GRANT EXECUTE ON FUNCTION my_catalog.my_schema.calculate_bmi TO user@example.com;

To remove permissions, use the REVOKE command as in the following example:

REVOKE EXECUTE ON FUNCTION my_catalog.my_schema.calculate_bmi FROM user@example.com;

Best Practices for UDFs

For UDFs that need to be accessible to all users, Databricks recommends creating a dedicated catalog and schema with appropriate access controls.

For team-specific UDFs, use a dedicated schema within the team’s catalog for storage and management.

Databricks recommends you include the following information in the UDF’s docstring:

  • The current version number

  • A changelog to track modifications across versions

  • The UDF’s purpose, parameters, and return value

  • An example of how to use the UDF

Here is an example of a UDF following best practices:

CREATE OR REPLACE FUNCTION my_catalog.my_schema.calculate_bmi(weight_kg DOUBLE, height_m DOUBLE)
RETURNS DOUBLE
COMMENT Calculates Body Mass Index (BMI) from weight and height.
LANGUAGE PYTHON
AS $$
 """
Parameters:
calculate_bmi (version 1.2):
- weight_kg (float): Weight of the individual in kilograms.
- height_m (float): Height of the individual in meters.


Returns:
- float: The calculated BMI.


Example Usage:

SELECT calculate_bmi(weight, height) AS bmi FROM person_data;


Change Log:
- 1.0: Initial version.
- 1.1: Improved error handling for zero or negative height values.
- 1.2: Optimized calculation for performance.

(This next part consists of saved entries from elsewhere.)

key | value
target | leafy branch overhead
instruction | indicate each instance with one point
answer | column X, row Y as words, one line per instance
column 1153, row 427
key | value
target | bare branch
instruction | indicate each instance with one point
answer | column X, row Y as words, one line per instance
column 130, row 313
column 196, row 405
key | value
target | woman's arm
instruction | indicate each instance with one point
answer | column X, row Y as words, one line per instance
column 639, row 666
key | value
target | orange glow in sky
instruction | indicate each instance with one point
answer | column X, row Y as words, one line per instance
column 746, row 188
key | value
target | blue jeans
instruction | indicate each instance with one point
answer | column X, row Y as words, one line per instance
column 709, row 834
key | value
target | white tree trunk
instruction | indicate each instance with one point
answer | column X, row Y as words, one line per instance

 Note: BMI is calculated as weight in kilograms divided by the square of height in meters.
 """
if height_m <= 0:
 return None  # Avoid division by zero and ensure height is positive
return weight_kg / (height_m ** 2)
$$;

UDFs for accessing external APIs

You can use UDFs to access external APIs from SQL. The following example uses the Python requests library to make an HTTP request.

Note

Python UDFs allow TCP/UDP network traffic over ports 80, 443, and 53 using serverless compute or compute configured with shared access mode.

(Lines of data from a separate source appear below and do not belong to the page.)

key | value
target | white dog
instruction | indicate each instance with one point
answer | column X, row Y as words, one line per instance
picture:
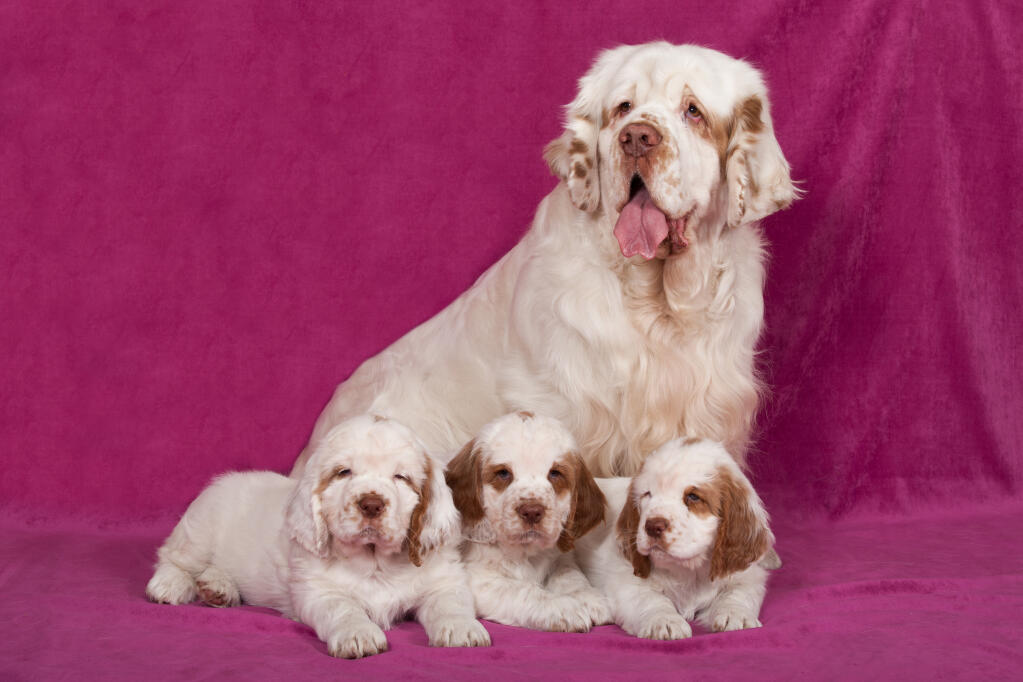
column 526, row 497
column 631, row 308
column 368, row 534
column 688, row 536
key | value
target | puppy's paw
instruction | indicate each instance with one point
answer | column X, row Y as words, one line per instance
column 566, row 614
column 459, row 632
column 665, row 627
column 358, row 641
column 171, row 585
column 734, row 620
column 597, row 606
column 217, row 589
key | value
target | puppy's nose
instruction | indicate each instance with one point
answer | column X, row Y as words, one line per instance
column 371, row 505
column 638, row 138
column 531, row 512
column 656, row 527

CREATE FUNCTION my_catalog.my_schema.get_food_calories(food_name STRING)
RETURNS DOUBLE
LANGUAGE PYTHON
AS $$
import requests


api_url = f"https://example-food-api.com/nutrition?food={food_name}"
response = requests.get(api_url)

if response.status_code == 200:
   data = response.json()
   # Assuming the API returns a JSON object with a 'calories' field
   calories = data.get('calories', 0)
   return calories
else:
   return None  # API request failed

$$;

UDFs for security and compliance

Use Python UDFs to implement custom tokenization, data masking, data redaction, or encryption mechanisms.

The following example masks the identity of an email address while maintaining length and domain:

CREATE OR REPLACE FUNCTION my_catalog.my_schema.mask_email(email STRING)
RETURNS STRING
LANGUAGE PYTHON
AS $$
parts = email.split('@')
masked_username = username[0] + '*' * (len(username) - 2) + username[-1]
return f"{masked_username}@{domain}"
$$

The following example applies this UDF in a dynamic view definition:

-- First, create the view
CREATE OR REPLACE VIEW my_catalog.my_schema.masked_customer_view AS
SELECT
  id,
  name,
  my_catalog.my_schema.mask_email(email) AS email
FROM my_catalog.my_schema.customer_data;

-- Now you can query the view
SELECT * FROM my_catalog.my_schema.masked_customer_view;
+---+------------+------------------------+------------------------+
| id|        name|                   email|           masked_email |
+---+------------+------------------------+------------------------+
|  1|    John Doe|   john.doe@example.com |  j*******e@example.com |
|  2| Alice Smith|alice.smith@company.com |a**********h@company.com|
|  3|   Bob Jones|    bob.jones@email.org |   b********s@email.org |
+---+------------+------------------------+------------------------+

Limitations

  • You can define any number of Python functions within a Python UDF but all must return a scalar value.

  • Python functions must handle NULL values independently, and all type mappings must follow Databricks SQL language mappings.

  • You can import standard Python libraries included by Databricks, but you cannot include custom libraries or external dependencies.

  • If no catalog or schema is specified, Python UDFs are registered to the current active schema.

  • Python UDFs execute in a secure, isolated environment and do not have access to file systems or internal services.